Nossas desilusões serão frequentes, intensas e parte de nossa história. É importante que possamos apreciar a poesia delas e a maneira como elas nos tornam uma comunidade, em toda amplitude de sua lúgubre graciosidade. A percepção da beleza, filosoficamente, com frequência é associada a uma espécie de reação metafísica ao que é bom de fato, por isso dizemos que aquela história de superação ou de abnegação é tão bonita, ela fala conosco de uma forma que nem sempre compreendemos totalmente. A arte, segundo Aristóteles, deve gerar uma catarse, através da tradução da beleza, mostrando o que é bom e cultivando virtudes aos espectadores. Na narrativa da criação bíblica, há sempre menção da contemplação do criador em relação ao caráter da obra criada: “e viu Deus que era bom”. O princípio de atenção espectadora ao que acontece, enquanto acontece, narrado inicialmente em práticas budistas, hoje foi formalizado com objetivo terapêutico pelas práticas de mindfulness, com evidências promissoras em diversos cenários diferentes.

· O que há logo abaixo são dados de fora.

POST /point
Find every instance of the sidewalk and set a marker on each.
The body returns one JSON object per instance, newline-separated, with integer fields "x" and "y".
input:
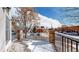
{"x": 31, "y": 45}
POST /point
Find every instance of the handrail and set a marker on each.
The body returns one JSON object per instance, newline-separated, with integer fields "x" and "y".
{"x": 75, "y": 38}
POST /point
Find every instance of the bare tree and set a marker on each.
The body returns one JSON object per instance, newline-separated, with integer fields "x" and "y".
{"x": 28, "y": 17}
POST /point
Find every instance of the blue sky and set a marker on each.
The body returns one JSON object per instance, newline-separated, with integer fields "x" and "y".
{"x": 51, "y": 12}
{"x": 57, "y": 13}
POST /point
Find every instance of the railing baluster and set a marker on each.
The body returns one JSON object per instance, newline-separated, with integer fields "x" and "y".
{"x": 76, "y": 47}
{"x": 67, "y": 45}
{"x": 62, "y": 45}
{"x": 71, "y": 46}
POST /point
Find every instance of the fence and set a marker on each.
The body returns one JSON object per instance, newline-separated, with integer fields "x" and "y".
{"x": 66, "y": 43}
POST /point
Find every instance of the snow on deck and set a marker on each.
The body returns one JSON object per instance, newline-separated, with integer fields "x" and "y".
{"x": 39, "y": 44}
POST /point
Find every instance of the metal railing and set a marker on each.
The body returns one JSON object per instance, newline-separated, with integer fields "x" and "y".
{"x": 67, "y": 43}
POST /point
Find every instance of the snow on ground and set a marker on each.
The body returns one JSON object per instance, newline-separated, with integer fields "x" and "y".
{"x": 31, "y": 45}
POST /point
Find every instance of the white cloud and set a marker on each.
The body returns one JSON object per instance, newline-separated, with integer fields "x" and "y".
{"x": 49, "y": 22}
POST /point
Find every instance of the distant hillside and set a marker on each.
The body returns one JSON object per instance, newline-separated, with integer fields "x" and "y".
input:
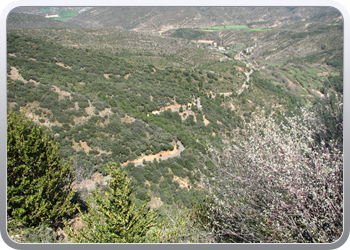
{"x": 21, "y": 20}
{"x": 165, "y": 18}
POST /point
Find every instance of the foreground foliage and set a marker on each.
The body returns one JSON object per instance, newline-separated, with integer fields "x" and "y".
{"x": 114, "y": 218}
{"x": 279, "y": 182}
{"x": 38, "y": 185}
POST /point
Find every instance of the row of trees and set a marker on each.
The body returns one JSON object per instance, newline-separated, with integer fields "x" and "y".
{"x": 40, "y": 192}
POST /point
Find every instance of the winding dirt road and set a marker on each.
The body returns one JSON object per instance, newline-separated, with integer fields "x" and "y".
{"x": 90, "y": 184}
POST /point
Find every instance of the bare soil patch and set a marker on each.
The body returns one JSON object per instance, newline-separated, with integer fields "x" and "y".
{"x": 155, "y": 202}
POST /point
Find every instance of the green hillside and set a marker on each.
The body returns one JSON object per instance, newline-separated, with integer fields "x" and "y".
{"x": 173, "y": 109}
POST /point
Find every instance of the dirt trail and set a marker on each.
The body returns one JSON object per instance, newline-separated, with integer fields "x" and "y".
{"x": 90, "y": 184}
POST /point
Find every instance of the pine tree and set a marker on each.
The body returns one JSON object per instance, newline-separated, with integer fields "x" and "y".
{"x": 114, "y": 218}
{"x": 38, "y": 184}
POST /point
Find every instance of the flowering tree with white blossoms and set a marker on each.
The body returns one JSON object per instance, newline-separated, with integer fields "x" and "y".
{"x": 276, "y": 183}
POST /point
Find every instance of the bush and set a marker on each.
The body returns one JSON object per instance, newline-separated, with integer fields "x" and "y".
{"x": 284, "y": 184}
{"x": 114, "y": 218}
{"x": 38, "y": 185}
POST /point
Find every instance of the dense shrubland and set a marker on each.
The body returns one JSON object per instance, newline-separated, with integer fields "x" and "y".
{"x": 96, "y": 101}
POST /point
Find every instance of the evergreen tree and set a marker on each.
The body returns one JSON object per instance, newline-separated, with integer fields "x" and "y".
{"x": 38, "y": 184}
{"x": 114, "y": 218}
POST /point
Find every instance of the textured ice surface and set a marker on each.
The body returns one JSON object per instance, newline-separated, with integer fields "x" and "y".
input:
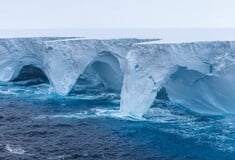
{"x": 199, "y": 75}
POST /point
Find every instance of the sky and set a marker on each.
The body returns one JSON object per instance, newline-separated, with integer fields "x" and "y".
{"x": 49, "y": 14}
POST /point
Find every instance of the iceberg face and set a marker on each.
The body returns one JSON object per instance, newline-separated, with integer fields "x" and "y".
{"x": 198, "y": 75}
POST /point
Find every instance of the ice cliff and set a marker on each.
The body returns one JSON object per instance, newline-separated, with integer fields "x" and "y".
{"x": 198, "y": 75}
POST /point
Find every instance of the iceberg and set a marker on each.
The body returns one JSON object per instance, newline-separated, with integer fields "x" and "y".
{"x": 198, "y": 75}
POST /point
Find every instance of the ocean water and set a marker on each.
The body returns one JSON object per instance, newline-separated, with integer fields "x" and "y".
{"x": 36, "y": 123}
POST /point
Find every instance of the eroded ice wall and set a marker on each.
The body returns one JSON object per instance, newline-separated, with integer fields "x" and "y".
{"x": 198, "y": 75}
{"x": 203, "y": 87}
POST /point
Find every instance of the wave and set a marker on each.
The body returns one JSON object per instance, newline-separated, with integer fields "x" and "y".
{"x": 198, "y": 75}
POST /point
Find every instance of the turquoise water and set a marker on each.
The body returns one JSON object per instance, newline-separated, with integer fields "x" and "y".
{"x": 36, "y": 123}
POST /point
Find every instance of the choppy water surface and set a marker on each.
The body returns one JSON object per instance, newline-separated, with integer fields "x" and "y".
{"x": 35, "y": 123}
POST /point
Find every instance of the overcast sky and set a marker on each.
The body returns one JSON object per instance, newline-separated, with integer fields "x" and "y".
{"x": 116, "y": 13}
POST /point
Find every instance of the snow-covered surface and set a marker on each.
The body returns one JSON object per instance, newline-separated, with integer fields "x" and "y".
{"x": 171, "y": 35}
{"x": 199, "y": 75}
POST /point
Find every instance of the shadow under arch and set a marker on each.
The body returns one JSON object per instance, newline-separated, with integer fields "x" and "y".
{"x": 104, "y": 72}
{"x": 30, "y": 75}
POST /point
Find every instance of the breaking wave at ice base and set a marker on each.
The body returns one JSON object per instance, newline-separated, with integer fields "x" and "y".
{"x": 217, "y": 131}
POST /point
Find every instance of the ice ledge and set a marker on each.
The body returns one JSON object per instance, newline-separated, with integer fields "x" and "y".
{"x": 135, "y": 66}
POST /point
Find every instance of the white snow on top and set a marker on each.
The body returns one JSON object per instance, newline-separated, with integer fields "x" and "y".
{"x": 166, "y": 35}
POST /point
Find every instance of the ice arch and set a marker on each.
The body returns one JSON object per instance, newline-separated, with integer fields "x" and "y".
{"x": 108, "y": 70}
{"x": 150, "y": 66}
{"x": 32, "y": 74}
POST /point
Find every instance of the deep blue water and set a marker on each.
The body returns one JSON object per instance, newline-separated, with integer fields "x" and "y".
{"x": 37, "y": 124}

Várias sabedorias milenares e atuais têm nos indicado isso.

Apreciar o lirismo de nosso azar é indispensável. Parafraseando Caetano, cada um deve contemplar a dor e a beleza de ser quem é. Aceitar e observar o desenrolar do próprio filme parece fazer mais sentido. Mecanismos de defesa inconscientes não nos tornam mais aptos a lidar com nossas tragédias. É inútil adotar uma postura reativa, fingindo que temos controle sobre cada causa e consequência a serem desenroladas nessa narrativa surpreendente, já escrita pela lei natural, que é a realidade. Contemplar nosso comportamento muitas vezes nos traz respostas a perguntas sobre as quais nos indagamos com frequência, enquanto dirigimos e torcemos para o sinal vermelho se abrir, passeamos por feeds de redes sociais e canais de televisão. Algumas respostas não precisam ser descobertas, só percebidas através da apreciação detalhada de nossa epopeia.

René Magritte. La Reproduction interdite. Brussels, 1937.